Gates writes of Díaz's characters: "Mainstream American literature from William Bradford to Toni Morrison has always been obsessed with outsiders; its Hucks and Holdens are forever duking it out with the King's English, and writers as different as Ezra Pound, Zora Neale Hurston and Donald Barthelme have delighted in defiling the pure well with highbrow imports, nonstandard vernacular and Rube Goldberg coinages. Despite his professed discomfort, Mr. Díaz is smart enough to play his hand for all it's worth." He also compares Díaz to Raymond Carver, writing: "Mr. Diaz transfigures disorder and disorientation with a rigorous sense of form. He whips story after story into shape by setting up parallel scenes."

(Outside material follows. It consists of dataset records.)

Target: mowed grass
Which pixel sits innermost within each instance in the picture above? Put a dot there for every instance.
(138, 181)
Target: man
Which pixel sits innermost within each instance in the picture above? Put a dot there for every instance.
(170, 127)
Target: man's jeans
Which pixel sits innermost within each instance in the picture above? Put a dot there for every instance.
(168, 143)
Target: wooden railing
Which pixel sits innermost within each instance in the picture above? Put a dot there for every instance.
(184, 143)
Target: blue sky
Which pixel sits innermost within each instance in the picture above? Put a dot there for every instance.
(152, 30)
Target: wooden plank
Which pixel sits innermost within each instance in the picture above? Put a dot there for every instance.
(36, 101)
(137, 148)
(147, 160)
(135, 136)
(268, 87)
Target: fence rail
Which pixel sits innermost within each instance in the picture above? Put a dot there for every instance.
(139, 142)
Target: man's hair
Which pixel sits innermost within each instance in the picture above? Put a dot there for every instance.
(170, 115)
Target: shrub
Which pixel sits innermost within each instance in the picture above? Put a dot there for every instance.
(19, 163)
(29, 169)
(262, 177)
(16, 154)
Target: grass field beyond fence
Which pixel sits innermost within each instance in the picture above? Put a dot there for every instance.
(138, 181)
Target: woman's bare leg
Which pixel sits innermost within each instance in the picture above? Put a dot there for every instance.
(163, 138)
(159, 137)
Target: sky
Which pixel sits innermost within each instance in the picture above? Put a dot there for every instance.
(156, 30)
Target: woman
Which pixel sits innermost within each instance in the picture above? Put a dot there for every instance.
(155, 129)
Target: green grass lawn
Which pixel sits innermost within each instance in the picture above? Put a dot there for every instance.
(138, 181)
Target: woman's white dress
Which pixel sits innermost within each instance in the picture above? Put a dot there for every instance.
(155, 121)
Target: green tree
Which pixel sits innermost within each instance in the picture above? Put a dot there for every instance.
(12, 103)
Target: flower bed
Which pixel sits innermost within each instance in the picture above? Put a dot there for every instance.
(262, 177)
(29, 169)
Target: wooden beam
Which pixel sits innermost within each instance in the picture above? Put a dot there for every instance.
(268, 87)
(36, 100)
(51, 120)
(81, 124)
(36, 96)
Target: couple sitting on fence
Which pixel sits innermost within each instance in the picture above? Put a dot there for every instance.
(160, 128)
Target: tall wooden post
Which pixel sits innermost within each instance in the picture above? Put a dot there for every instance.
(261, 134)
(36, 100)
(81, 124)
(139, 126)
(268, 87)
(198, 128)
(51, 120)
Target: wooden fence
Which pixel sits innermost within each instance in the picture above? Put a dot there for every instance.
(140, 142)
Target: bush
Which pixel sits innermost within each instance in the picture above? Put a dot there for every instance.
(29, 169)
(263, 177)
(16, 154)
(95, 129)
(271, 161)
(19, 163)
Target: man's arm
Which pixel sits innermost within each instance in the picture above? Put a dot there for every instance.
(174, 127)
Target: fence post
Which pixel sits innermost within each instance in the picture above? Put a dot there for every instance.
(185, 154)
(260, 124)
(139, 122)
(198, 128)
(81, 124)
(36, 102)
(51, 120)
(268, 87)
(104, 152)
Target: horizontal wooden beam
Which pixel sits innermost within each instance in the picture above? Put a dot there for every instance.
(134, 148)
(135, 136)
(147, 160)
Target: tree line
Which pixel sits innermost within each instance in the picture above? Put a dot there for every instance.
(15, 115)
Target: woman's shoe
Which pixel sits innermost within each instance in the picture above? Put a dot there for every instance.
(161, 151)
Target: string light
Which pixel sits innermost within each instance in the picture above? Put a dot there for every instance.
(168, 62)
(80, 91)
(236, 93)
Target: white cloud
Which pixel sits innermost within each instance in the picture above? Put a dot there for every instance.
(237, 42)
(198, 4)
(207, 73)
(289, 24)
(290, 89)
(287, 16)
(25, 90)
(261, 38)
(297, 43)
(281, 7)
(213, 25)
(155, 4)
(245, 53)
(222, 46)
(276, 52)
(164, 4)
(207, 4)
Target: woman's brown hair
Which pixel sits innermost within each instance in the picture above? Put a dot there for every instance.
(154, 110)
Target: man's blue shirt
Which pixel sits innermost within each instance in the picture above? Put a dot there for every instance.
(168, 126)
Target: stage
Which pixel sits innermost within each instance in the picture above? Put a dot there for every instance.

The San Francisco Chronicle described Drown: "This stunning collection of stories offers an unsentimental glimpse of life among the immigrants from the Dominican Republic—and other front-line reports on the ambivalent promise of the American dream—by an eloquent and original writer who describes more than physical dislocation in conveying the price that is paid for leaving culture and homeland behind."